A creative, can-do mentality is a prerequisite for this. Not having the "right" equipment isn't a deal-breaker for those who have this mindset.
Once you begin doing door pull-ups, you start eyeing things like a log in your yard and think, "I could chop the ends off that and use it for squats." Your kid's useless backpack becomes the inspiration for a weighted vest stuffed with canned tomatoes. You notice a stool by the sink and realize it's the perfect height for decline push-ups.
The possibilities are endless. Not only will this mindset keep you physically strong through challenging times, the ingenuity and determination that it cultivates will serve you well in life, long after the pull-up bar issue is resolved.
- Find a strong door with three hinges and enough headroom above it. For obvious reasons, glass doors are not a good choice.
- Wedge something, like a thick book, under the door to support it from the base. This will help prevent damage to the door and keep it from swinging. (This is important. Don't skip this step or you'll mess up your door and its hinges.)
- Place a towel over the door to protect your hands or wear gloves. Make sure you're not wearing anything that could scratch the door, like a belt.

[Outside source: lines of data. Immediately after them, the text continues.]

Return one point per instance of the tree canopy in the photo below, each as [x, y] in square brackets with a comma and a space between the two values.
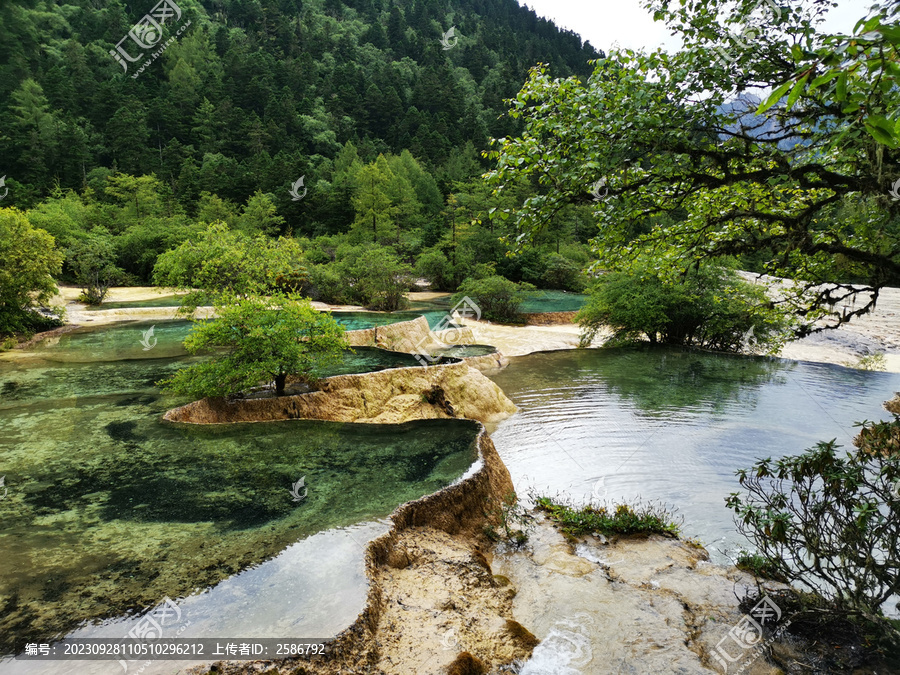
[696, 169]
[29, 260]
[222, 262]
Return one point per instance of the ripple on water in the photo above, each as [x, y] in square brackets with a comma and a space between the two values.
[672, 425]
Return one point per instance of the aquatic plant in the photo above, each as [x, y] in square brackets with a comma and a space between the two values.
[509, 521]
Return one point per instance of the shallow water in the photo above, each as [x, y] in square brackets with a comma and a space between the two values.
[107, 509]
[463, 351]
[672, 425]
[131, 341]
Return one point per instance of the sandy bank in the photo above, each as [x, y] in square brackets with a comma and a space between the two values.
[387, 396]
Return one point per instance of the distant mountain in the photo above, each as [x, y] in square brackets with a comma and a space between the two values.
[240, 95]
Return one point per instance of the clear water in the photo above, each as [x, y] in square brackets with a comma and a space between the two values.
[361, 320]
[129, 342]
[106, 509]
[672, 425]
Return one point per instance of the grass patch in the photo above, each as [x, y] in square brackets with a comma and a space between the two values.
[637, 518]
[760, 566]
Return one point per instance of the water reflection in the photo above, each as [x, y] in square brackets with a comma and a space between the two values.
[672, 425]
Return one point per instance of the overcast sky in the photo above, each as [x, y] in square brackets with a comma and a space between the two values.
[604, 22]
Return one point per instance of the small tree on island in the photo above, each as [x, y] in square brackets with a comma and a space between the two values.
[498, 297]
[256, 340]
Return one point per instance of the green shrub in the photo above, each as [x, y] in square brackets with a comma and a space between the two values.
[639, 518]
[712, 308]
[759, 566]
[563, 274]
[830, 521]
[377, 279]
[326, 284]
[498, 298]
[435, 267]
[509, 521]
[28, 261]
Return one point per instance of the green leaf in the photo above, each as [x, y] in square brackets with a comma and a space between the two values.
[796, 91]
[881, 130]
[841, 88]
[823, 79]
[774, 97]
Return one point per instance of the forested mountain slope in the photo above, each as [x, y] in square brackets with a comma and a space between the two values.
[252, 94]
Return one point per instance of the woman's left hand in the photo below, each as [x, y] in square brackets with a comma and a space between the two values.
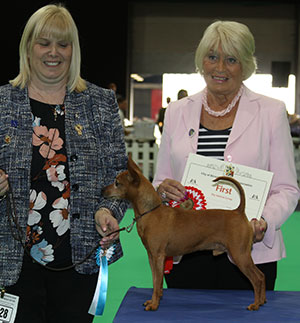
[106, 223]
[259, 228]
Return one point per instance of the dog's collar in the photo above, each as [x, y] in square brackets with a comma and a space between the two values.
[130, 226]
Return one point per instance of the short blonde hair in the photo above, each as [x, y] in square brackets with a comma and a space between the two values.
[235, 40]
[50, 21]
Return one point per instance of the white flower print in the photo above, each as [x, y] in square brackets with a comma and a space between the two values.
[37, 202]
[60, 217]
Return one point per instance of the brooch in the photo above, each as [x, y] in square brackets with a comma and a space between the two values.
[79, 128]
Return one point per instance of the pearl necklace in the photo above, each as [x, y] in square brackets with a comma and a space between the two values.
[225, 111]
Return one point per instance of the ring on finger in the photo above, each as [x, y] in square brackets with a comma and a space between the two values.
[163, 194]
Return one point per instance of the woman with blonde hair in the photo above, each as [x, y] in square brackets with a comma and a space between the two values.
[228, 121]
[61, 142]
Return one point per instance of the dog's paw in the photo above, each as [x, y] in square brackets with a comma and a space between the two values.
[150, 306]
[253, 307]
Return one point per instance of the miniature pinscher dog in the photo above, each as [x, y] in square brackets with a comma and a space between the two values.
[167, 231]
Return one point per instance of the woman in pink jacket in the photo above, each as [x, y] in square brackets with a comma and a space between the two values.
[228, 121]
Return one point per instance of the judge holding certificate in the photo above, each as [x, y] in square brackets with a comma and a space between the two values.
[229, 122]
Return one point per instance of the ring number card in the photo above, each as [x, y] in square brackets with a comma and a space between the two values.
[200, 172]
[8, 308]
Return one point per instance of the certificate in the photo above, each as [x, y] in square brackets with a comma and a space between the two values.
[200, 171]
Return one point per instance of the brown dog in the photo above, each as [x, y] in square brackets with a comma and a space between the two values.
[167, 231]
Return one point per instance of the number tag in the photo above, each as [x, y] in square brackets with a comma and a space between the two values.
[8, 308]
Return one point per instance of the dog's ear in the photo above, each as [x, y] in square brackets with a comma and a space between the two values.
[133, 170]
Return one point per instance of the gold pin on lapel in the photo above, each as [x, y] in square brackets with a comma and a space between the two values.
[7, 139]
[79, 128]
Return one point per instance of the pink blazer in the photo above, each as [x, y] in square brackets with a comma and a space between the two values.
[260, 138]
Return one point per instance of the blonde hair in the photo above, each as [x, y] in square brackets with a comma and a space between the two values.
[235, 40]
[50, 21]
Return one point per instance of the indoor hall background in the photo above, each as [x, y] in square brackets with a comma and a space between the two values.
[152, 38]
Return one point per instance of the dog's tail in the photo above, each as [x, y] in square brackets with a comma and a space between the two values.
[241, 207]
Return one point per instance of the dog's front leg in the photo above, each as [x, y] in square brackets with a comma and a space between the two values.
[157, 268]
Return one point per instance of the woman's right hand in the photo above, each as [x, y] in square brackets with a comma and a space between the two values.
[171, 189]
[3, 183]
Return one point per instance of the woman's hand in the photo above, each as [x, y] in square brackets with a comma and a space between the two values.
[171, 189]
[259, 228]
[106, 223]
[3, 183]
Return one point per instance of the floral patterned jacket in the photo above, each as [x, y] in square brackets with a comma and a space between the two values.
[96, 154]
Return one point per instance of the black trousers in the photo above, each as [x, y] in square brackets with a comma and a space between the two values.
[202, 270]
[53, 297]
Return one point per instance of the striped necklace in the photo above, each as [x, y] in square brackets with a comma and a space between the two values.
[225, 111]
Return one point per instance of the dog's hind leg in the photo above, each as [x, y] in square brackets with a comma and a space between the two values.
[157, 268]
[256, 277]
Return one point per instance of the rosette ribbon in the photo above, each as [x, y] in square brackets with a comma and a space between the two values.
[99, 299]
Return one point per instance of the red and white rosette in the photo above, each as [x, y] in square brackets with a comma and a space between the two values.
[195, 195]
[197, 201]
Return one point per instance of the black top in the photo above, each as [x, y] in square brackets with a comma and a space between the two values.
[48, 226]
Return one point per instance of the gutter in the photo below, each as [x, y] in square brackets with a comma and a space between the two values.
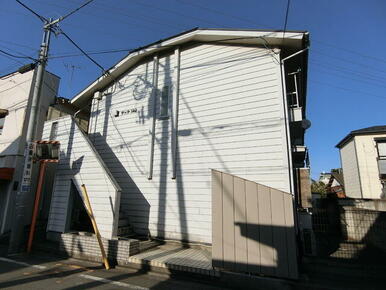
[288, 136]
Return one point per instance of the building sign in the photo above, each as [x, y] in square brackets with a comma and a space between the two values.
[26, 181]
[125, 112]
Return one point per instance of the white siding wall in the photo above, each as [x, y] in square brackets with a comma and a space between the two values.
[352, 183]
[368, 165]
[79, 161]
[231, 118]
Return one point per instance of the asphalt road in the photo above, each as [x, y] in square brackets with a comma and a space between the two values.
[45, 272]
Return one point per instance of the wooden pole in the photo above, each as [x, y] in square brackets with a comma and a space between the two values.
[35, 212]
[94, 225]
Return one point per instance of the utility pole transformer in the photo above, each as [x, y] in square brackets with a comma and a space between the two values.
[16, 242]
[17, 233]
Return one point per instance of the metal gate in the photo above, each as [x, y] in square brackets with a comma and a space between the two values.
[252, 227]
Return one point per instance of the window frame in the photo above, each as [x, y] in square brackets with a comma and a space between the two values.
[377, 141]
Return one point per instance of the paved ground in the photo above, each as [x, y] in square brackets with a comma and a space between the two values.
[44, 272]
[175, 256]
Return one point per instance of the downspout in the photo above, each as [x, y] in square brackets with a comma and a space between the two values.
[288, 136]
[153, 117]
[176, 96]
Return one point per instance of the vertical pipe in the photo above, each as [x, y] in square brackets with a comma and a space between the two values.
[176, 96]
[88, 207]
[39, 189]
[286, 121]
[153, 117]
[296, 90]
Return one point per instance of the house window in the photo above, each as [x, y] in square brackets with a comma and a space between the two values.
[2, 120]
[164, 104]
[54, 131]
[381, 147]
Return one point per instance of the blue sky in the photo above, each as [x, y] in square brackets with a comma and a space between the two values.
[347, 64]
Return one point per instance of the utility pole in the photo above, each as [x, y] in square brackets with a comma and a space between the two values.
[16, 241]
[16, 238]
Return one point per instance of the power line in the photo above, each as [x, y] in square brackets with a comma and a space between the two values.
[350, 78]
[84, 53]
[17, 56]
[350, 90]
[13, 59]
[350, 51]
[348, 61]
[250, 21]
[75, 10]
[18, 44]
[344, 69]
[33, 12]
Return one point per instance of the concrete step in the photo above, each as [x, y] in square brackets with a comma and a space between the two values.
[149, 244]
[125, 231]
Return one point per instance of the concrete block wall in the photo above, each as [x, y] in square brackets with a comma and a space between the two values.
[86, 247]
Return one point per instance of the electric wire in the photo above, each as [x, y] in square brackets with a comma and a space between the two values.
[84, 53]
[17, 56]
[349, 90]
[33, 12]
[75, 10]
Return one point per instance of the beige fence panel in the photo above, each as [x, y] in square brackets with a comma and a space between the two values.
[253, 227]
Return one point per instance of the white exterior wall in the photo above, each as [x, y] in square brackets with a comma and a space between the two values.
[15, 91]
[352, 183]
[79, 162]
[15, 94]
[368, 165]
[231, 118]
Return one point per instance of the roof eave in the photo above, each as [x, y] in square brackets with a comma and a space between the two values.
[275, 38]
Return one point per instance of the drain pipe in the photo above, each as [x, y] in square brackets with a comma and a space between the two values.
[288, 136]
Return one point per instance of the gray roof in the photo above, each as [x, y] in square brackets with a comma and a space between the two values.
[364, 131]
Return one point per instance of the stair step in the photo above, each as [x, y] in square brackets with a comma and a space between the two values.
[126, 231]
[149, 244]
[123, 222]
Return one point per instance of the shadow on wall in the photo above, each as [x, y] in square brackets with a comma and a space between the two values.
[129, 188]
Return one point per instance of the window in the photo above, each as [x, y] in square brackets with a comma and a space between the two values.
[54, 131]
[2, 119]
[164, 104]
[381, 147]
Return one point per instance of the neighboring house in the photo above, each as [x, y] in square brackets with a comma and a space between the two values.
[336, 183]
[324, 177]
[16, 90]
[168, 113]
[363, 158]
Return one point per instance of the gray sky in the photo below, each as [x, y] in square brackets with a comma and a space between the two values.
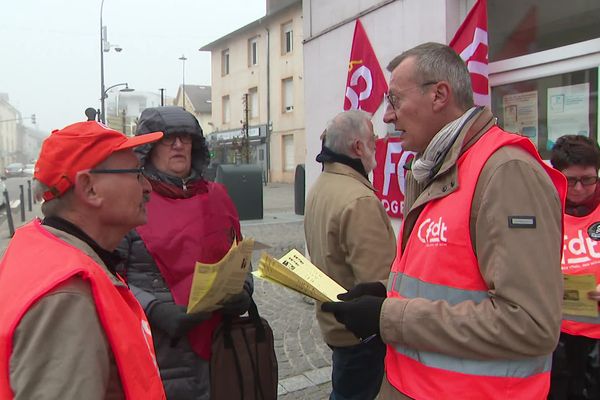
[50, 49]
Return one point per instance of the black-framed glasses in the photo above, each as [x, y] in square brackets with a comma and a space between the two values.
[392, 98]
[584, 180]
[138, 171]
[168, 140]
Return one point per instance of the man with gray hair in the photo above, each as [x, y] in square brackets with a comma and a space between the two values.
[349, 237]
[473, 301]
[69, 326]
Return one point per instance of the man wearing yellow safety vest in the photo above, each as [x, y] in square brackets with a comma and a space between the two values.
[474, 296]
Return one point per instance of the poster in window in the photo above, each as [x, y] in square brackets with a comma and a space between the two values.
[568, 111]
[521, 114]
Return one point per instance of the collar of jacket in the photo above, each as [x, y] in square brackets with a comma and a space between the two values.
[342, 169]
[446, 179]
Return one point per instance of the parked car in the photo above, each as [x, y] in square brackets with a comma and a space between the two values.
[14, 169]
[28, 170]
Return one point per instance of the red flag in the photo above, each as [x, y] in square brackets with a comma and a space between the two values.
[389, 174]
[470, 41]
[366, 85]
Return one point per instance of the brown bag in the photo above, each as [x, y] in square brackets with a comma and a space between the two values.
[243, 363]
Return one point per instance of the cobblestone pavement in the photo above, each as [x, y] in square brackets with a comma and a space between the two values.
[304, 359]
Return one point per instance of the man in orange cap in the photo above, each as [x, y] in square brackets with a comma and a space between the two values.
[69, 326]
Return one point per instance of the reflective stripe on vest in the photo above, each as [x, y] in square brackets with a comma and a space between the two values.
[581, 255]
[438, 263]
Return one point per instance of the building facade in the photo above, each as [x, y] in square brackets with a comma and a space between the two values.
[258, 93]
[198, 101]
[544, 57]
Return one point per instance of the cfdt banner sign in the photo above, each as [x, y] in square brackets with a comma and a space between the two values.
[389, 175]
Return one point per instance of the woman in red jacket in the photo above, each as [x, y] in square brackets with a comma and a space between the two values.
[575, 373]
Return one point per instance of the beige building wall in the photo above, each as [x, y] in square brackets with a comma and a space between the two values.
[267, 78]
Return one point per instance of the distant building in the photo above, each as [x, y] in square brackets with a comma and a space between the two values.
[124, 109]
[258, 92]
[198, 102]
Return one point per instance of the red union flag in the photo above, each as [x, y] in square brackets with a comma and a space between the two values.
[389, 174]
[366, 85]
[470, 42]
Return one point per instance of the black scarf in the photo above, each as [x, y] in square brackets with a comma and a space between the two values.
[328, 155]
[111, 259]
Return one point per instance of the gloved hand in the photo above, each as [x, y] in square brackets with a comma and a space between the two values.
[360, 316]
[237, 304]
[173, 318]
[368, 288]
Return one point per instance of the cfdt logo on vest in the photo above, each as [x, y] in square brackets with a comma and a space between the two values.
[433, 232]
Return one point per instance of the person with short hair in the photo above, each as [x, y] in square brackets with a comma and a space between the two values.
[350, 238]
[474, 296]
[69, 326]
[573, 375]
[190, 220]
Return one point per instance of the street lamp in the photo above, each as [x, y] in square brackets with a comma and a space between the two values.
[104, 47]
[182, 58]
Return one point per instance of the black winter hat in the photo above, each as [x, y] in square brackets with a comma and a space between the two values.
[171, 120]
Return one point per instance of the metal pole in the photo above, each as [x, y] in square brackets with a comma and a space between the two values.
[29, 194]
[102, 109]
[11, 225]
[22, 198]
[183, 58]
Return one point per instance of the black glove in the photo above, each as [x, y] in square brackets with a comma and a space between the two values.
[237, 305]
[376, 289]
[173, 318]
[360, 316]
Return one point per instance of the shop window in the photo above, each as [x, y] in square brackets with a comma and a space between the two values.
[225, 62]
[546, 108]
[519, 27]
[253, 51]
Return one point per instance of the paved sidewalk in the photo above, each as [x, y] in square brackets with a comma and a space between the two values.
[304, 359]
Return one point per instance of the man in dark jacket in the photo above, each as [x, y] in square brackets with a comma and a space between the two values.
[190, 219]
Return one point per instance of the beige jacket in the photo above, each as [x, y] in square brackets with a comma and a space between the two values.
[348, 236]
[520, 266]
[60, 350]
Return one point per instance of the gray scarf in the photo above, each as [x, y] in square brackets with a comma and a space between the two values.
[425, 166]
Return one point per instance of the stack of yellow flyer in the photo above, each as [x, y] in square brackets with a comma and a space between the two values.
[295, 272]
[214, 283]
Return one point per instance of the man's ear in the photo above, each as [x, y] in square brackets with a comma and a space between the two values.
[441, 95]
[85, 189]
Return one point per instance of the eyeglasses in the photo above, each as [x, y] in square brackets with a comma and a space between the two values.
[584, 180]
[138, 171]
[168, 140]
[393, 99]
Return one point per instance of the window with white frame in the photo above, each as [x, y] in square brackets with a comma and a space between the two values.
[226, 109]
[253, 102]
[287, 38]
[287, 95]
[225, 62]
[288, 152]
[253, 51]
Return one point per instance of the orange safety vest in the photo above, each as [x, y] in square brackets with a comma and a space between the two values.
[581, 255]
[37, 262]
[438, 263]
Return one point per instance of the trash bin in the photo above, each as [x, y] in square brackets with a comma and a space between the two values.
[299, 189]
[244, 185]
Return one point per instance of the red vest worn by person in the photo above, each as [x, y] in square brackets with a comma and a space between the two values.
[438, 263]
[37, 262]
[180, 232]
[581, 255]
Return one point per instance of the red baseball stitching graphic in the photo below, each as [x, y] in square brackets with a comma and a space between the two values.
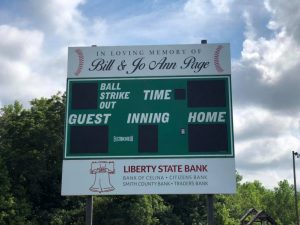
[217, 60]
[81, 61]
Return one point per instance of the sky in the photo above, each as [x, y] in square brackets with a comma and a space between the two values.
[265, 48]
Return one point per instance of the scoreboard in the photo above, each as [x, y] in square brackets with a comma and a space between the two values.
[149, 117]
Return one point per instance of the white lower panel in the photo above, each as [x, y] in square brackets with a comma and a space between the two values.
[149, 176]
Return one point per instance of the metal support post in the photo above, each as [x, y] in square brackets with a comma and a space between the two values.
[210, 209]
[295, 187]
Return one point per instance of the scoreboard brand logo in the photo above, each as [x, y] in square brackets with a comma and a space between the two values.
[102, 171]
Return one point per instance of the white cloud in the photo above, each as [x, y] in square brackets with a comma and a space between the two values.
[17, 44]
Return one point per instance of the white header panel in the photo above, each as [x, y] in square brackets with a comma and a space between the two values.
[151, 60]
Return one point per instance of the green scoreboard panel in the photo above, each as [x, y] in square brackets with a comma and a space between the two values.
[149, 117]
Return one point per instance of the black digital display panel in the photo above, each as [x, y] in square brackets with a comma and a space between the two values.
[85, 95]
[208, 138]
[148, 138]
[206, 93]
[89, 139]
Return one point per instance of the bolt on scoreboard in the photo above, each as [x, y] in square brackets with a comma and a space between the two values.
[149, 117]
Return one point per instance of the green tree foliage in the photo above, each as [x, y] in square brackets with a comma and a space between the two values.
[278, 203]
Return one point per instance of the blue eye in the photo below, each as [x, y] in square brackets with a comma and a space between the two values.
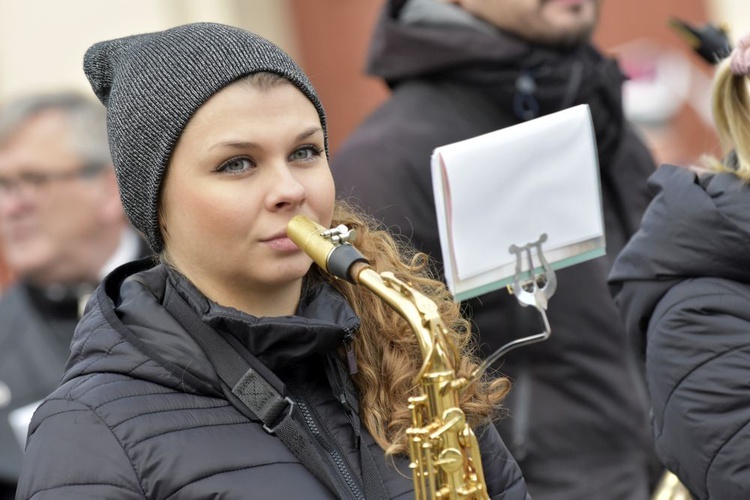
[236, 165]
[305, 153]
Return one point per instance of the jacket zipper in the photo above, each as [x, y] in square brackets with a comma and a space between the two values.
[332, 452]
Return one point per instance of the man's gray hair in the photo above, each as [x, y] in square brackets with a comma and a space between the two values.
[87, 118]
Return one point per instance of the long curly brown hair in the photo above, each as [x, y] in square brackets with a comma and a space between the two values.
[387, 351]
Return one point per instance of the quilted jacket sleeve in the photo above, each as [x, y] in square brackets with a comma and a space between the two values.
[71, 454]
[501, 472]
[698, 369]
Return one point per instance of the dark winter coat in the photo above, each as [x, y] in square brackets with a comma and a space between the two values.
[578, 403]
[683, 285]
[35, 332]
[141, 412]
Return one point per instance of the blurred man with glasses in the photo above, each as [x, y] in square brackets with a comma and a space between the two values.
[62, 229]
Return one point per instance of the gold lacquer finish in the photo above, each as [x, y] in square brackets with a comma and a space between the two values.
[670, 488]
[444, 452]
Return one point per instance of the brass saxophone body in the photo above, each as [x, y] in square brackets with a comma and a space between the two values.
[444, 452]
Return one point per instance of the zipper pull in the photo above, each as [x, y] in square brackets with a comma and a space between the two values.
[351, 359]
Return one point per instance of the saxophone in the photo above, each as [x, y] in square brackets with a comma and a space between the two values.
[444, 453]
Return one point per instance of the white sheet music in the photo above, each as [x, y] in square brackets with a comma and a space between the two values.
[508, 187]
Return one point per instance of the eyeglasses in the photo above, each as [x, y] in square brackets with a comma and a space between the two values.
[27, 183]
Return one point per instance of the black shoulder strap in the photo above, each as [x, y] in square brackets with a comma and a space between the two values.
[247, 390]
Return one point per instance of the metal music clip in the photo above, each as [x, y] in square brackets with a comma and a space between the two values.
[340, 234]
[535, 290]
[530, 289]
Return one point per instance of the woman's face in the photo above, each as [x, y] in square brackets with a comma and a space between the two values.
[248, 161]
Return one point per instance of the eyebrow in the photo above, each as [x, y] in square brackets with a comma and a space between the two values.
[249, 144]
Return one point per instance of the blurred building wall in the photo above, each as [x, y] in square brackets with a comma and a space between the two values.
[42, 42]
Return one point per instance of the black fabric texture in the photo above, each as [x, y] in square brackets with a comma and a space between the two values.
[683, 286]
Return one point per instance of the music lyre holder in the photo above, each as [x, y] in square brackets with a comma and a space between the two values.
[530, 289]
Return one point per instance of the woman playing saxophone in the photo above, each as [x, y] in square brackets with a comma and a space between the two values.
[230, 366]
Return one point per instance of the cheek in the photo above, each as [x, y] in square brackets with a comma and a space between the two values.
[323, 192]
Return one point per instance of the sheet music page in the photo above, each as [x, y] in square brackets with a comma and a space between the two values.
[507, 188]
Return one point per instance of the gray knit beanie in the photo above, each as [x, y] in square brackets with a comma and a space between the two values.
[153, 83]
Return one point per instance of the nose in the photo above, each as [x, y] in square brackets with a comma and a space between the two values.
[12, 201]
[285, 188]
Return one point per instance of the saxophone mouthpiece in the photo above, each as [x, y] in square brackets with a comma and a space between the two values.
[329, 248]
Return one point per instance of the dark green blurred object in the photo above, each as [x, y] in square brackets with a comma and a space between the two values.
[708, 41]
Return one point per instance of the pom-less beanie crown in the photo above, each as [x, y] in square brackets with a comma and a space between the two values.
[153, 83]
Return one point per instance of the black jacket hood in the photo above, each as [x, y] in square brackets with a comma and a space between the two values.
[671, 246]
[118, 328]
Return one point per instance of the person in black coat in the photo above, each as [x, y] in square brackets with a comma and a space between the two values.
[683, 286]
[62, 228]
[459, 69]
[231, 367]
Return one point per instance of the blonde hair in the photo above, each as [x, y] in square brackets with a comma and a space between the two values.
[387, 352]
[731, 111]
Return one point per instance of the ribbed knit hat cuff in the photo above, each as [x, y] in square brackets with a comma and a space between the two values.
[153, 83]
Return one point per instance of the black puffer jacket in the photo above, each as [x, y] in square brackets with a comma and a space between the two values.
[579, 401]
[683, 285]
[141, 412]
[35, 332]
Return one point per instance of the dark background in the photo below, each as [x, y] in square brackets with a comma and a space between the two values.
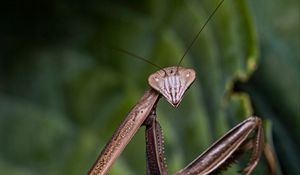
[63, 89]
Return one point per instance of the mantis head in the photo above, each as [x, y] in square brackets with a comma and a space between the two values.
[172, 82]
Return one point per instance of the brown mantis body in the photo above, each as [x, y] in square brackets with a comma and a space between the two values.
[172, 82]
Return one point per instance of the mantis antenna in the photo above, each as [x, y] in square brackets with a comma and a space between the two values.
[196, 37]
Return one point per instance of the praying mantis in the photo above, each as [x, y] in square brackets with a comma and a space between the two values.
[172, 83]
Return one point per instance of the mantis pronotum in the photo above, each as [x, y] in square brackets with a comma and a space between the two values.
[172, 82]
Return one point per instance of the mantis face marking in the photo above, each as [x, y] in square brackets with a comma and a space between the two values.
[172, 82]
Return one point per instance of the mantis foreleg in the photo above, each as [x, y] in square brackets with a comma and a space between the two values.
[124, 133]
[222, 151]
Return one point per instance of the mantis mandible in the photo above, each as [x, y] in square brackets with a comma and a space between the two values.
[172, 83]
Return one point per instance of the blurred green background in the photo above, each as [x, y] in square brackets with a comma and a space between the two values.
[63, 90]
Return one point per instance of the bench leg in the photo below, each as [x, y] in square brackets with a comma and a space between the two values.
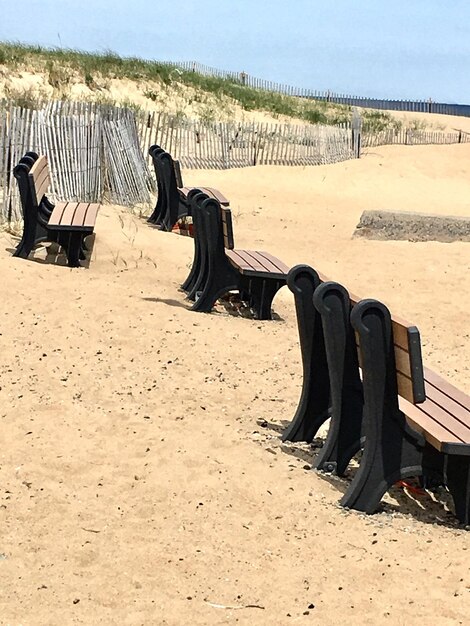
[392, 449]
[74, 249]
[347, 399]
[391, 457]
[216, 283]
[458, 481]
[313, 408]
[262, 292]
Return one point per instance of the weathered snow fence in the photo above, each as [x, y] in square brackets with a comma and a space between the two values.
[412, 226]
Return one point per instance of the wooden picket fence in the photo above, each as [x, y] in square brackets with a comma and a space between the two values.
[417, 106]
[223, 145]
[99, 152]
[93, 151]
[410, 137]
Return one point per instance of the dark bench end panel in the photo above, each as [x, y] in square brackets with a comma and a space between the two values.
[416, 364]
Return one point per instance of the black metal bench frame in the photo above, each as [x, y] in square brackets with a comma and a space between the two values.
[213, 274]
[366, 414]
[36, 215]
[173, 199]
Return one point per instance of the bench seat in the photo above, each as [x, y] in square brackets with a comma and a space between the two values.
[74, 216]
[219, 268]
[362, 367]
[66, 223]
[173, 197]
[443, 418]
[257, 263]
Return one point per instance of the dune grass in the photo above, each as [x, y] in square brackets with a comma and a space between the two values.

- Place your hands slightly wider than shoulder-width apart on top of the door.
- From a hanging position, retract your shoulder blades, engage your lats, and pull your body upwards (think of pulling your chest up), until your chin is above door height. Your thighs and abdomen will slide along the door.
- Briefly pause at the top, then lower back down to your starting position.
Door pull-ups are more difficult than standard pull-ups for a few reasons.
First, you can't wrap your fingers all the way around the top of a door. This grip works your forearms, hands, and fingers in a slightly different manner, which, for novelty's sake alone, is good for you. Another reason door pull-ups are more challenging, is that your freedom of movement is limited by the door.
If you're having a hard time completing even one, consider using a resistance band or chair for additional support at the bottom of the lift.